Видя, что полковник с самим главкомом поздоровался за руку, и узнав от него, что он представитель Ставки, офицер сразу заговорил доверительно.
— Как все случилось? — вопросом на вопрос ответил офицер штаба и, развернув карту, начал припоминать детали обстановки, в которой был дотошно сведущ. Сначала он рассказал, как развивалось наступление до 15 мая. Потом, глянув на машину маршала, помолчал и заговорил снова: — Но тут противник, бросив в сражение две танковые и одну пехотную дивизии
Демин вынул из кармана пачку папирос, оказавшуюся помятой, но офицер возрадовался и этому, жадно затянулся раза три кряду и вернулся к прерванному докладу:
— Дальше развертывалось все так. Казалось, что противник после ввода в сражение двух танковых и трех пехотных дивизий не наскребет больше сил для проведения контрнаступления. А это на поверку было заблуждением. В действительности, как нам стало ясно позже, немецкое командование не отказалось от наступления с целью ликвидации барвенковского выступа и располагало достаточными силами…
— Как же это вы?.. — спросил Демин.
— Что мы? — не понял загадочного вопроса офицер и поглядел на Демина: тот записывал в блокнот. Офицер осекся, сник было, но Демин уже спросил настойчиво:
— По всему видно, что разведкой пренебрегали, не в этом ли собака зарыта?
— Я бы вам и по этому вопросу правду начистоту выложил, да… — офицер штаба замялся.
Демин изумленно вскинул брови.
— Что — да?.. — счел уместным напомнить Демин.

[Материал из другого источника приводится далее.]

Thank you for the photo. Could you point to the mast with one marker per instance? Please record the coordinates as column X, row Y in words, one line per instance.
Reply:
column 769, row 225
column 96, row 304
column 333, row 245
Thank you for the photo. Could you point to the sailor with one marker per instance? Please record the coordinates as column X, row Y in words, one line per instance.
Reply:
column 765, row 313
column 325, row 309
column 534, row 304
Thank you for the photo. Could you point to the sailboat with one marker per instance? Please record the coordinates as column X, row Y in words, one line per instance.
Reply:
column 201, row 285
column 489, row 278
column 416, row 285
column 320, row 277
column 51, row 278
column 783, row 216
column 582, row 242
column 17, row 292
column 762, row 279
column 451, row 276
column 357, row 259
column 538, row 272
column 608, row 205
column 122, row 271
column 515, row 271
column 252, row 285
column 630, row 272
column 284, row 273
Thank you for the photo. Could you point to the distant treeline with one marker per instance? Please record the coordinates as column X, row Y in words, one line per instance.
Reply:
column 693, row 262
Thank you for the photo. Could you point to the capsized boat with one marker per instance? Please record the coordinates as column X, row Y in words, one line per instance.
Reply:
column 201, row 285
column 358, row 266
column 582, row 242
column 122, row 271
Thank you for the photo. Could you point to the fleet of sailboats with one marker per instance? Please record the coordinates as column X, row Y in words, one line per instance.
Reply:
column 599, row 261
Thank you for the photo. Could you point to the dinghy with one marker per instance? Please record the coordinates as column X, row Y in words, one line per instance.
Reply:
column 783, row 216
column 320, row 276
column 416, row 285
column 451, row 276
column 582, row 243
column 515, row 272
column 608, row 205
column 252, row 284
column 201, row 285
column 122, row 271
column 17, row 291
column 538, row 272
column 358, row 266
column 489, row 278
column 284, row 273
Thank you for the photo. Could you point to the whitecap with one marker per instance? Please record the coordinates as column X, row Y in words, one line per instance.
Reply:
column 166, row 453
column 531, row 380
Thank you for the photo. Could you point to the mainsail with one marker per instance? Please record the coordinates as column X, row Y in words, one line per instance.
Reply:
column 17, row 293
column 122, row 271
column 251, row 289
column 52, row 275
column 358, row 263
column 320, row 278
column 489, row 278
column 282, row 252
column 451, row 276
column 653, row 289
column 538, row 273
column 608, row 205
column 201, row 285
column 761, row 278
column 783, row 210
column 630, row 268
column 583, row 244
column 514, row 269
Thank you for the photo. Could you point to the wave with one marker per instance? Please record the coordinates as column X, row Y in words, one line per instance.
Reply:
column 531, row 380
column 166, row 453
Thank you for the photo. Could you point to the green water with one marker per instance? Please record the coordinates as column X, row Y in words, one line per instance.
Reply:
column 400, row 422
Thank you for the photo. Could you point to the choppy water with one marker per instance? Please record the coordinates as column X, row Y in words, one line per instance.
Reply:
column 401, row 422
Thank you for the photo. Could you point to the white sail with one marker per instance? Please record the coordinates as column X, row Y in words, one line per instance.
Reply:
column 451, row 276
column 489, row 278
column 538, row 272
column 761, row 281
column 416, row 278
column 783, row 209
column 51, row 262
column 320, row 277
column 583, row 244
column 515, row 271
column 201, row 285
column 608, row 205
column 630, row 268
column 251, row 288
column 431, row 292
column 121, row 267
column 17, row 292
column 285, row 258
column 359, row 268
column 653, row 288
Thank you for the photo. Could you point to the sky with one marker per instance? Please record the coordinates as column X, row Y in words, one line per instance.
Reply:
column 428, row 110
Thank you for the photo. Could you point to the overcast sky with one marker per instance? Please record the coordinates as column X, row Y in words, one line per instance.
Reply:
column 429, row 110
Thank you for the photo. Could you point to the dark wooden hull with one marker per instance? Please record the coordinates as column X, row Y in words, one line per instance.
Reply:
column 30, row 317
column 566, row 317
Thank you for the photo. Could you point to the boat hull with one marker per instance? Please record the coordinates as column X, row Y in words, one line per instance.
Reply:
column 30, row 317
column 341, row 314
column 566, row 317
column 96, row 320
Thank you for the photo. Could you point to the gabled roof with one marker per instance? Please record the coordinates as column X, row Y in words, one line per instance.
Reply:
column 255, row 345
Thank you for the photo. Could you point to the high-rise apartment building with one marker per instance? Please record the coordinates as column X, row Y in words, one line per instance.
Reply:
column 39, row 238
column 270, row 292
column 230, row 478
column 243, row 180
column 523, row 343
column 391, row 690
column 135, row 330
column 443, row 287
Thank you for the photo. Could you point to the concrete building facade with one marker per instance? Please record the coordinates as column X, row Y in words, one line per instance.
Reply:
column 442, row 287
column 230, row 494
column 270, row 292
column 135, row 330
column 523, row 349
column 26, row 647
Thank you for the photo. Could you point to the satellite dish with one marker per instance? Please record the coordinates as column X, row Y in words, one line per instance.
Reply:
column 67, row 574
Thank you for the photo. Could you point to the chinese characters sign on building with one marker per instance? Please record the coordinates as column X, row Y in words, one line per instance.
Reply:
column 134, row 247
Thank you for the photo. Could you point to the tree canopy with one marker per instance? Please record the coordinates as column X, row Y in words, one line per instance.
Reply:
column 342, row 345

«Какое же я имею право лгать или умалчивать?» — попрекнул самого себя офицер и заговорил снова:
— У нас к собственной разведке отнеслись, попросту говоря, наплевательски. Поразительный факт. Войсковая разведка 38–й армии захватила у немцев еще 13 мая очень важные секретные документы, карты. А доложено было впервые начальнику штаба фронта лишь в 22 часа 17 мая, то есть спустя почти пять суток. А в этих документах говорилось, что немцы уже с 11 мая подготавливали удар силами 3–й и 23–й танковых и 71–й пехотной дивизий. Удар намечался из района Балаклеи в юговосточном направлении, на Изюм. Знай об этом наше командование, и события повернулись бы по–другому, можно бы упредить врага и колотить его по всем швам… Немцы поистине сами разжевали да в рот нам положили, а мы проглотить даже не смогли. Чем это пахнет, а? Ротозейством! — С болью и гневом выдавил из себя офицер, передохнул немного и заговорил снова: — Наступило утро 17 мая. И вдруг звонки отовсюду: противник при поддержке авиации нанес мощные удары. Один — из района южнее Барвенкова, другой — из района Славянска в общем направлении на Изюм. В первый же день вышел на тылы всей ударной группировки Юго—Западного фронта. Что делалось в нашем штабе, что делалось!.. Дайте спички, погасла, — попросил офицер, вытирая ладонью лицо. — Главком вначале не поверил, потом… В Москву шлет телеграмму с просьбой усилить правое, самое опасное, крыло фронта двумя стрелковыми дивизиями и двумя танковыми бригадами. Ставка соглашается. Прибытие этих сил ожидалось со дня на день… Отдает приказы. Но одно только… приказы–то отдаются, а в войска не передаются. Связь была сразу нарушена не только с корпусами и дивизиями, но и с армиями. А время не терпит, время кричит! — воскликнул офицер и помял в руках папиросу.